Earthport’s shares, listed on London’s small-cap Alternative Investment Market, quadrupled over the last four weeks and rose 27 percent by mid-morning after Mastercard’s bid on Friday. 

The shares jumped again in late-afternoon trading, to 36.5 pence, when Visa said it was considering its options.

The 21-year-old firm isn’t a startup, and despite its name, it isn’t playing in the private space travel game. 

Earthport is a cross-border payments network. It uses a cloud-based setup to help banks and other financial firms transmit payments for their own customers as an alternative to Swift, the 46-year-old nonprofit cooperative that’s long directed the global flow of money.

On Friday morning, Mastercard offered 33 pence per share for Earthport in a deal that values the firm at 233 million pounds (R4,184 bn)). 

That bested an offer Visa’s international arm made on Dec. 27 at a 300 percent premium to the firm’s undisturbed share price. Earthport’s board deemed the Mastercard offer "compelling."

The duelling bids represent an abrupt windfall for Earthport’s long-suffering shareholders.

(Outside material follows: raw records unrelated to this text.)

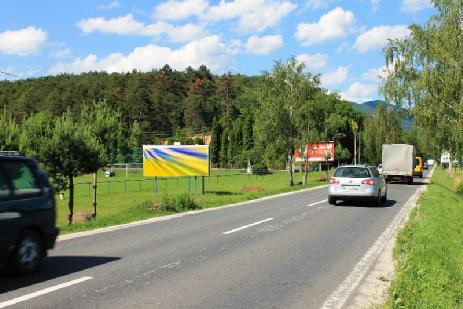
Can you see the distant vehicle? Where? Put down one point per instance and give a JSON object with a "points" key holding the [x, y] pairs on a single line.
{"points": [[418, 171], [357, 182], [27, 214], [398, 162]]}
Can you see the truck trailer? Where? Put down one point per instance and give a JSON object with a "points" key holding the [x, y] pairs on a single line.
{"points": [[398, 162]]}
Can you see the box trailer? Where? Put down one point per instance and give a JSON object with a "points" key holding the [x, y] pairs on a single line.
{"points": [[398, 162]]}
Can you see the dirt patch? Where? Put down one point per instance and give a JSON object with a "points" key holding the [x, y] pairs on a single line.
{"points": [[82, 216], [251, 188]]}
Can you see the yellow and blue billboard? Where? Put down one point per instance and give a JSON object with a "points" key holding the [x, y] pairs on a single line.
{"points": [[185, 160]]}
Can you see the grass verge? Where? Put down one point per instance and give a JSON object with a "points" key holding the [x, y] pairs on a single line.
{"points": [[429, 250], [120, 203]]}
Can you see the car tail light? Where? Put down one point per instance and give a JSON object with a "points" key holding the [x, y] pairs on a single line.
{"points": [[369, 182]]}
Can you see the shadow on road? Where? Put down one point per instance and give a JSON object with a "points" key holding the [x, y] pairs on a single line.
{"points": [[387, 204], [52, 267]]}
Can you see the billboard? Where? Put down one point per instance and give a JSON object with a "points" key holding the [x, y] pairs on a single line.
{"points": [[318, 152], [185, 160]]}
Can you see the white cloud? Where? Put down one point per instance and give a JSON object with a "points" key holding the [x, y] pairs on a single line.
{"points": [[377, 37], [375, 5], [22, 42], [61, 53], [335, 78], [375, 74], [110, 6], [209, 51], [177, 10], [359, 92], [263, 45], [127, 25], [312, 62], [253, 15], [415, 5], [335, 24], [317, 4]]}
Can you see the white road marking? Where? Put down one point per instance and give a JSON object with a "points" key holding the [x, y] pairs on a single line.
{"points": [[246, 226], [316, 203], [20, 299], [180, 215]]}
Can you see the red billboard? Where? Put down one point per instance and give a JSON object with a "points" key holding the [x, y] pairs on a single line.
{"points": [[323, 151]]}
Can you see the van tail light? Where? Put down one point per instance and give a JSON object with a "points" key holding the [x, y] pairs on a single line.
{"points": [[369, 182]]}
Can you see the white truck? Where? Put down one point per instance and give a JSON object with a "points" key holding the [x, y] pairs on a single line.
{"points": [[398, 162]]}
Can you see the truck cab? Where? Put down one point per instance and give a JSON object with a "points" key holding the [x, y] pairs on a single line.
{"points": [[418, 170]]}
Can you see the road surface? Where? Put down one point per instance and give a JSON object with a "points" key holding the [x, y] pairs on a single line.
{"points": [[287, 252]]}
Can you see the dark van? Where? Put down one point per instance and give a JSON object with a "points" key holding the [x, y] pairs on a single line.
{"points": [[27, 214]]}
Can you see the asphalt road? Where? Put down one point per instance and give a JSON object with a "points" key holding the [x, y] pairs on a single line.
{"points": [[287, 252]]}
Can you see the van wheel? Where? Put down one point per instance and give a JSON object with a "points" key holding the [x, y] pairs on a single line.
{"points": [[331, 201], [28, 253]]}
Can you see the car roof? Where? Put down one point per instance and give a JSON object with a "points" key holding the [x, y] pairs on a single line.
{"points": [[355, 165]]}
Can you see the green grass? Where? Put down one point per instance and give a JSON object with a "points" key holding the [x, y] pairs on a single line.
{"points": [[429, 251], [120, 201]]}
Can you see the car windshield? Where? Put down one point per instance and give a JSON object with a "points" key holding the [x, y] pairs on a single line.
{"points": [[352, 172]]}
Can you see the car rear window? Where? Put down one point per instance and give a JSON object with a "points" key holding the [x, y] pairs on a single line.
{"points": [[22, 178], [352, 172], [4, 190]]}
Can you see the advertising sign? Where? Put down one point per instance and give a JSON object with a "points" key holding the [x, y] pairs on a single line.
{"points": [[445, 157], [185, 160], [319, 152]]}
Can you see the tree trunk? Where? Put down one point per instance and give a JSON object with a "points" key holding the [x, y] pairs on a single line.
{"points": [[71, 199], [304, 177], [94, 195], [290, 171]]}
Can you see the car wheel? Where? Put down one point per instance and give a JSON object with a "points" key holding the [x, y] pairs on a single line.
{"points": [[331, 200], [28, 253], [379, 199]]}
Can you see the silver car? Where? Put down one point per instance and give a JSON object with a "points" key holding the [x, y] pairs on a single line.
{"points": [[357, 182]]}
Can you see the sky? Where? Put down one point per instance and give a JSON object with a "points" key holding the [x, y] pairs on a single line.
{"points": [[341, 40]]}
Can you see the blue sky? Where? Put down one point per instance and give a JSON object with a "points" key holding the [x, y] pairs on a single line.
{"points": [[342, 40]]}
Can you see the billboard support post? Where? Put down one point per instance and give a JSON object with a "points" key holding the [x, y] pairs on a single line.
{"points": [[196, 192]]}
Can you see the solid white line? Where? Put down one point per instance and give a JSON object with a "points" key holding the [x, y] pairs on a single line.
{"points": [[313, 204], [20, 299], [246, 226]]}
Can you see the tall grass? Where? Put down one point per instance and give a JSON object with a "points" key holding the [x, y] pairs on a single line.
{"points": [[429, 251]]}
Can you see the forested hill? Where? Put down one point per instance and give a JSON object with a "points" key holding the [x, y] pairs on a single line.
{"points": [[161, 100], [249, 117]]}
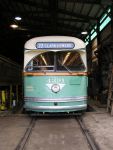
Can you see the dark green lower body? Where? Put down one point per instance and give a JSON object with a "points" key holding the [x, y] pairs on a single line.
{"points": [[80, 103], [39, 97]]}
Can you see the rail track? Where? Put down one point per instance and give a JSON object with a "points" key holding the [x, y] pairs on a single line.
{"points": [[90, 139], [21, 145]]}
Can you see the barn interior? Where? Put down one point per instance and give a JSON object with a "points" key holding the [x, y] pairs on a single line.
{"points": [[89, 20]]}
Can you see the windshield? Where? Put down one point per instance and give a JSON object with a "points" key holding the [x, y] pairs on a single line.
{"points": [[56, 61]]}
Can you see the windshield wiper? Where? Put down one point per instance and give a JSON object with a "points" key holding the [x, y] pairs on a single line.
{"points": [[65, 67]]}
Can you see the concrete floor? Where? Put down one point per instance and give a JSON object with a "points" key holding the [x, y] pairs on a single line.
{"points": [[57, 133]]}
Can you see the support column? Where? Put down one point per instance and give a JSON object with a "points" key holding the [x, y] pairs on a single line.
{"points": [[17, 93], [11, 87]]}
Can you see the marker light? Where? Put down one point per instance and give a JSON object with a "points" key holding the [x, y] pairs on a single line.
{"points": [[14, 26], [18, 18], [85, 32]]}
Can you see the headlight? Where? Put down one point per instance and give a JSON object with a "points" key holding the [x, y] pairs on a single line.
{"points": [[55, 88]]}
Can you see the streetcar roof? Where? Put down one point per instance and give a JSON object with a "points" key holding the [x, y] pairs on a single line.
{"points": [[54, 43]]}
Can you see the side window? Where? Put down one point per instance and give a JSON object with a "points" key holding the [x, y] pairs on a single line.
{"points": [[69, 61]]}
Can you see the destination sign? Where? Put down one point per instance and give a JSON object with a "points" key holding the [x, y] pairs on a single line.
{"points": [[55, 45]]}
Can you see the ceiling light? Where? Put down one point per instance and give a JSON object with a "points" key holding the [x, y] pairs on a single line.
{"points": [[84, 32], [14, 26], [18, 18]]}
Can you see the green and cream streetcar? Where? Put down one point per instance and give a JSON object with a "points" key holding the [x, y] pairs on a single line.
{"points": [[55, 74]]}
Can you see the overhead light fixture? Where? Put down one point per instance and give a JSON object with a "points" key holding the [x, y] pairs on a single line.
{"points": [[18, 18], [84, 32], [14, 26]]}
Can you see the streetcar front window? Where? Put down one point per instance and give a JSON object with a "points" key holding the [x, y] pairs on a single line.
{"points": [[56, 61], [69, 61]]}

In the two years before the Visa bid, the company’s stock skidded more than 60 percent as it struggled to generate revenue growth and dealt with a 5 million-pound loss stemming from suspected fraud by an unidentified customer. 

In its 2018 fiscal year, Earthport recorded a loss of 8.5 million pounds on 32 million pounds in sales.

Under former chief executive officer Hank Uberoi, Earthport built a network of dozens of banks in more than 65 countries over years of shoe-leather dealmaking. Bank of America, Japan Post Bank, and BNP Paribas SA are clients, as well as fast-growing fintech players such as TransferWise Ltd. Last May, Earthport announced the appointment of Amanda Mesler as chief executive and Uberoi stepped down as executive chairman.

"Earthport isn’t known for the quality of its tech, but a lot of players have discussed buying the company for its network over the years," said Brad van Leeuwen, the head of partnerships at Railsbank, a London-based fintech firm.

Mammoth industry

Cross-border payments are projected to exceed $30 trillion in 2022, according to Accenture. The credit card providers, which have long dominated processing payments for merchants, are pushing hard into this new terrain – Mastercard with its Send business, and Visa with its Direct offering.

The battle for Earthport is yet another sign of how the arcane industry around payments has become rife with dealmaking. Last September, PayPal Holdings Inc. bought Swedish payments firm iZettle for $2.2 billion. Shares in Adyen NV, a Dutch firm that processes e-commerce payments, have almost trebled since its initial public offering last June.

Three major investors in London-based Earthport -- Miton Group Plc, Banque Lombard Odier & Cie, and Uberoi –have signed non-binding letters in support of the new offer, according to a statement on Friday. Together they hold about 13 percent of Earthport. Oppenheimer Funds, which had pledged its 16 percent stake in support of Visa, is relieved of this commitment following the higher bid.

After the Visa deal was announced, some shareholders had raised concerns that Earthport had not invited bids from a wider range of prospective owners. Now, two of the world’s best-known finance firms are circling.